Improving the foundation

A better foundation to build requires three things: trust, collaboration and innovation. If you don’t have trust, you don’t have anything. To build trust you need to be understood and act in accordance to what you’ve agreed to in letter and spirit. You can’t say “general contractor” without saying “contract.” The words that bind you matter, so use them wisely. Good legal writing is simply good writing. Don’t try to address all contingencies up front, you are more likely to muddy the water. Vague and broad responsibilities that place all the risk on parties that are not able to control or mitigate the risk is the antithesis to trust. Ambiguities will naturally arise. Don’t hide in your turtle shell when they do. Communicate constructively and avoid the blame game.

The common thread of failed projects is a lack of communication. Parties in a construction project often meet as strangers and leave as enemies. That’s not a recipe for repeat business. Traditionally, contract structures funnel all information and most decisions to the architect. A better approach is to encourage parties to communicate directly and positively. Empowering people in-field who are most familiar with the information can be transformational. Creating a communication structure in which parties must talk to one another about timely issues before claims become intractable leads to less litigation. Early involvement by builders incorporates a practical constructability analysis that enhances overall project value. A race to the bottom to slash an impractical budget that becomes bloated with what might be labeling value-engineering (but is anything but) should be avoided.

The key is innovation 

Innovation is what is really driving a great opportunity to change.
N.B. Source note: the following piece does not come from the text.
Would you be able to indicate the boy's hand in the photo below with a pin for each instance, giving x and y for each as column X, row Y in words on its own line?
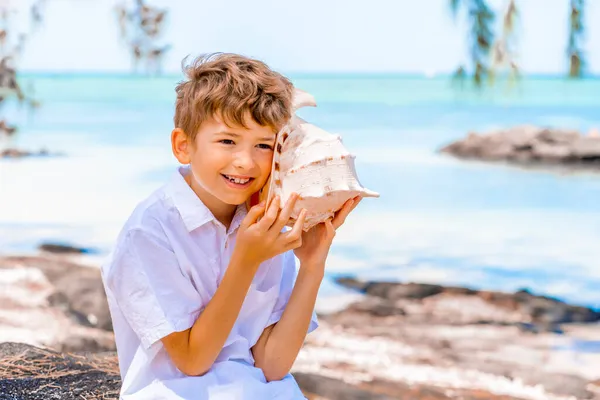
column 258, row 241
column 317, row 241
There has never been a time when there was a greater incentive to build more efficiently. Execution is so much better, safer and more valuable to the end-user when you maximize the impact of technology. To deploy these technology tools, it is necessary to build better teams early. Treat a project as an opportunity to learn and gain efficiency each step of the way, rather than to simply avoid the blame game. Then, and only then, can you yield the most out of the today’s wave of incredibly powerful and time-saving construction technology devices. Today, the technology has arrived, is proven and is very powerful. 

To build a better way, you must try something new. Structure your next project to truly collaborate by building trust, encourage the flow of timely information and embracing the maximum power of technology. Don’t just pull out the same contract from the drawer and sign it without thought. Use the contract as opportunity to memorialize a business relationship that gets better results.